Recently, Ukraine has reduced both TB incidence and mortality, with 31,000 cases registered last year. But over a quarter of newly-diagnosed TB cases are drug-resistant forms. Cure rates are the lowest among all multi-drug resistant TB burden countries, at 38 percent.

This year the Ukrainian government pledged full state funding of TB treatment (previously international agencies like the Global Fund covered up to 50 percent of medication costs). In a break between sessions, Suprun said the country offers a good example of the cross-sectoral collaboration needed to tackle TB.

“No one can do it alone,” she said. While medications are purchased with budgetary funds, non-government organizations provide social services to patients who are often people on the margins of society such as the homeless, ex-prisoners or migrants. “Most high-risk groups are not the most trusting of government and government officials, and it’s easier for NGOs to get access to them,” she said.

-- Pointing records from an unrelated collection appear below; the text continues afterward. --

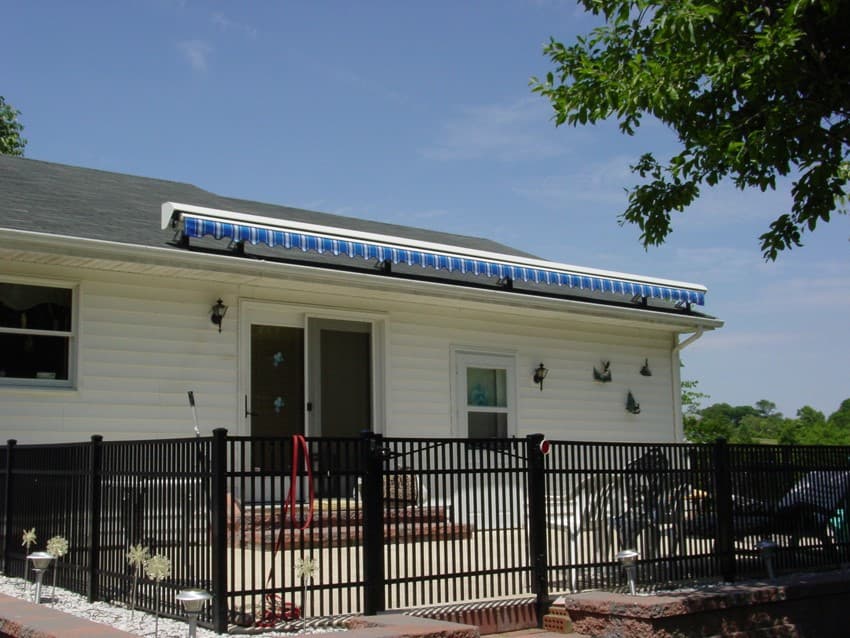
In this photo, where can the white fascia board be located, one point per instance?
(255, 270)
(170, 209)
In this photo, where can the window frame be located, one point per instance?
(71, 335)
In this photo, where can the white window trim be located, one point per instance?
(72, 336)
(463, 358)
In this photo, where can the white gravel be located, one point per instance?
(138, 623)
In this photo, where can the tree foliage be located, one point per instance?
(11, 142)
(753, 89)
(762, 423)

TB patients in Ukraine, and globally, are isolated from society for months or even years in specialized hospitals and treated as outcasts (although current treatment guidelines recommend outpatient care as soon as patients stop being infectious, usually a few weeks after starting treatment). As a result, many people do not seek treatment or fail to complete treatment courses, which leads to MDR-TB.

Thanks to public campaigns and high-profile events, attitudes are slowly changing. When Olya Klymenko from Kyiv was diagnosed with TB in 2015, she lost her job and found the psychological stigma harder to shake off than the physical side effects of a six-month treatment course. She now heads TB People Ukraine, an organization of TB survivors campaigning for more attention, and less prejudice, around the disease.

“In 2015 they locked me in a ward, and in 2017 I spoke together with the health minister on one stage,” said Klymenko, who was one of the civil society members of the Ukraine delegation. “That’s the result of really hard work to change things by a united command. I do see progress in Ukraine.”

Still, Klymenko could hardly dream that people could say publicly that they had survived TB, and get a round of applause. But that’s what happened at a gala dinner organized by the Stop TB Partnership in central New York before the HLM. Taking part were musicians and celebrities from around the world who themselves, or whose family members, had had TB.

This evening was very amazing for me personally,” said Klymenko. “It made me think of all our patients [in Ukraine] and the stigma and the constant lack of respect there, while here they applauded them. It’s our goal that they should be applauded in Ukraine too because they’ve earned it.”

Among the galas and the speeches, civil society members noted the dearth of concrete commitments of either funding or programming from governments and international agencies. The signed declaration does not include the provision of an independent accountability mechanism, which was initially called for but excluded from the final document. Without such a mechanism, promises can be easily broken.

“The main point is not the meeting itself, but what will be done afterward,” said Anton Basenko from the Alliance for Public Health, who attended the New York gathering as a civil society representative. He compared the event to a 2016 U.N. meeting on HIV, where a declaration signed by governments including Ukraine has brought little change. “Nothing was really done if we look at the country level,” he said. “Nobody knows what this political declaration is. If you ask a government official ‘Do you report, are you accountable?’ they don’t even care about it, it’s just one more U.N. document.”

Civil society, he said, has an important role to play in making sure Ukraine’s contribution to the fight against TB is more than a few speeches. “It also depends on us in civil society and communities, and I hope we can call our government to be accountable for these commitments and the nice words spoken here.”